Der Wahlvorstand hat aus drei Personen zu bestehen. Näheres zum Wahlvorstand siehe § 17a BetrVG
Die Wahlversammlung ist so zu organisieren, dass die wahlberechtigten Arbeitnehmer ihre Stimme unbeobachtet (Wahlkabine) abgeben können und die Stimmzettel in einer Wahlurne gesammelt werden können. 

Sofern keine Briefwahl für abwesende Arbeitnehmer durchgeführt werden musste, können die Stimmzettel gleich am Ende der Wahlversammlung ausgezählt und das vorläufige Wahlergebnis festgestellt werden. 

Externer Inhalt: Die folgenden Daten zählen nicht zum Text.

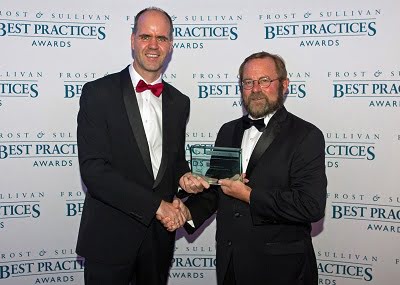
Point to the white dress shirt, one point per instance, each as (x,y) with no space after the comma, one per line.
(249,141)
(150,108)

Fragen zu diesem Kommentar

§ 14a Vereinfachtes Wahlverfahren für Kleinbetriebe

  • Absatz (1)

    In Betrieben mit in der Regel fünf bis fünfzig wahlberechtigten Arbeitnehmern wird der Betriebsrat in einem zweistufigen Verfahren gewählt. Auf einer ersten Wahlversammlung wird der Wahlvorstand nach § 17a Nr. 3 gewählt. Auf einer zweiten Wahlversammlung wird der Betriebsrat in geheimer und unmittelbarer Wahl gewählt. Diese Wahlversammlung findet eine Woche nach der Wahlversammlung zur Wahl des Wahlvorstands statt.

  • Absatz (2)

    Wahlvorschläge können bis zum Ende der Wahlversammlung zur Wahl des Wahlvorstands nach § 17a Nr. 3 gemacht werden; für Wahlvorschläge der Arbeitnehmer gilt § 14 Abs. 4 mit der Maßgabe, dass für Wahlvorschläge, die erst auf dieser Wahlversammlung gemacht werden, keine Schriftform erforderlich ist.

  • Absatz (3)

    Ist der Wahlvorstand in Betrieben mit in der Regel fünf bis fünfzig wahlberechtigten Arbeitnehmern nach § 17a Nr. 1 in Verbindung mit § 16 vom Betriebsrat, Gesamtbetriebsrat oder Konzernbetriebsrat oder nach § 17a Nr. 4 vom Arbeitsgericht bestellt, wird der Betriebsrat abweichend von Absatz 1 Satz 1 und 2 auf nur einer Wahlversammlung in geheimer und unmittelbarer Wahl gewählt. Wahlvorschläge können bis eine Woche vor der Wahlversammlung zur Wahl des Betriebsrats gemacht werden; § 14 Abs. 4 gilt unverändert.

  • Absatz (4)

    Wahlberechtigten Arbeitnehmern, die an der Wahlversammlung zur Wahl des Betriebsrats nicht teilnehmen können, ist Gelegenheit zur schriftlichen Stimmabgabe zu geben.

  • Absatz (5)

    In Betrieben mit in der Regel 51 bis 100 wahlberechtigten Arbeitnehmern können der Wahlvorstand und der Arbeitgeber die Anwendung des vereinfachten Wahlverfahrens vereinbaren.